Der Alltag in Plasencia

Der Dienstagsmarkt seit 1189
Alfonso VIII gewährte den freien Markt vor mehr als achthundert Jahren, und seitdem füllt sich die Plaza Mayor jeden Dienstag mit Ständen. Es ist keine Nachstellung: Es ist der wöchentliche Einkauf.
«El martes hay mercado en la plaza.» — Dienstags ist Markt auf dem Platz.

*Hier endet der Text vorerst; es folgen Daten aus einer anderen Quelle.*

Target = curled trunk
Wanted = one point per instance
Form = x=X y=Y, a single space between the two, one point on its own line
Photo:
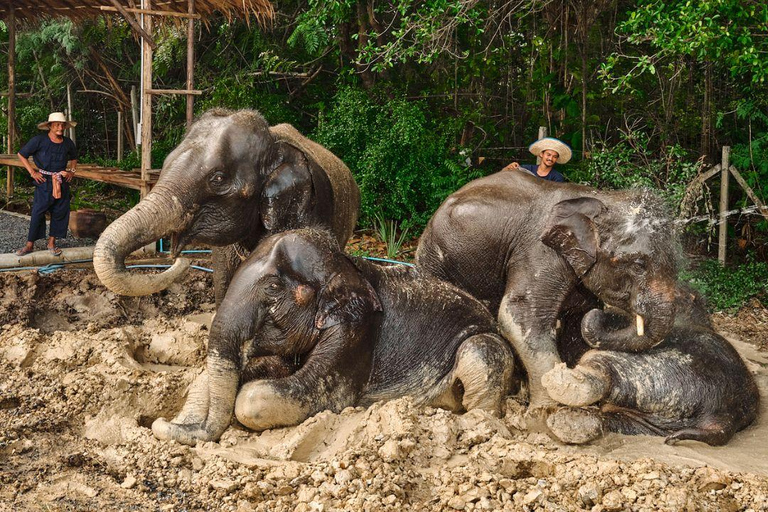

Die «catedral vieja» und die neue, aneinandergebaut
Die alte und die neue Kathedrale liegen direkt aneinander, weil die Arbeiten an der zweiten halb fertig gestoppt wurden und die erste nicht abgerissen wurde. Man gelangt von der einen zur anderen durch eine Innentür.

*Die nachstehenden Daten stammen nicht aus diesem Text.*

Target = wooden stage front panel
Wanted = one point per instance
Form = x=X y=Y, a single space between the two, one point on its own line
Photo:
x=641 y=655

Die Kirschblüte im Jerte-Tal
Ende März wird das nahegelegene Tal für zwei Wochen weiß, eineinhalb Millionen Bäume gleichzeitig, und man macht extra Ausflüge dorthin. Die Daten werden jedes Jahr neu angekündigt, da sie variieren.
«El valle está en flor.» — Das Tal blüht.
Was man in Plasencia isst

Cerezas del Jerte
Die Kirschen aus dem Tal nebenan, ohne Stiel, die zwischen Mai und Juni reifen.

Migas extremeñas
Brot, eingeweicht und angebraten mit Knoblauch und Speck, serviert mit Weintrauben.

Cabrito al horno
Zicklein aus der Sierra, gebraten mit Knoblauch, Schweineschmalz und Weißwein.

Torta del Casar
Cremiger Schafskäse, den man oben öffnet und mit dem Löffel isst.
Feste in Plasencia

Martes Mayor
der erste Dienstag im August
Der Dienstagsmarkt, der seit 1189 stattfindet, wird für einen Tag riesig: die Plaza Mayor und alle umliegenden Straßen.
Was man in Plasencia sehen kann

Catedral Vieja y Nueva
Zwei Kathedralen, die aneinandergebaut sind: Man begann mit der neuen, ohne die alte abzureißen, und dann ging das Geld aus.

Acueducto de Plasencia
Dreiundfünfzig Bögen, bis zu achtzehn Meter hoch, die das Wasser in die Stadtmauern leiteten.

Murallas y Torre Lucía
Der erhaltene Teil der mittelalterlichen Stadtmauern mit dem Turm, der als Kontrollposten diente.

Plaza Mayor
Der Arkadenplatz, auf dem seit 1189 der Dienstagsmarkt stattfindet.
Woher Plasencia kommt
«Damit es Gott und den Menschen gefällt»
1186
Die Gründung
Alfonso VIII gründet die Stadt und gibt ihr das Motto «Ut placeat Deo et hominibus».
13.–15. Jh.
Die zwei Kathedralen
Man baut die alte Kathedrale, dann beginnt man die neue, ohne die erste jemals fertigzustellen.
16. Jh.
Die Zúñiga
Die Familie Zúñiga macht daraus ein Herzogtum: Paläste und das Aquädukt entstehen.
19. Jh. → heute
Plasencia
Wird zum Dienstleistungszentrum im Norden der Provinz, an der Straße zur Vía de la Plata.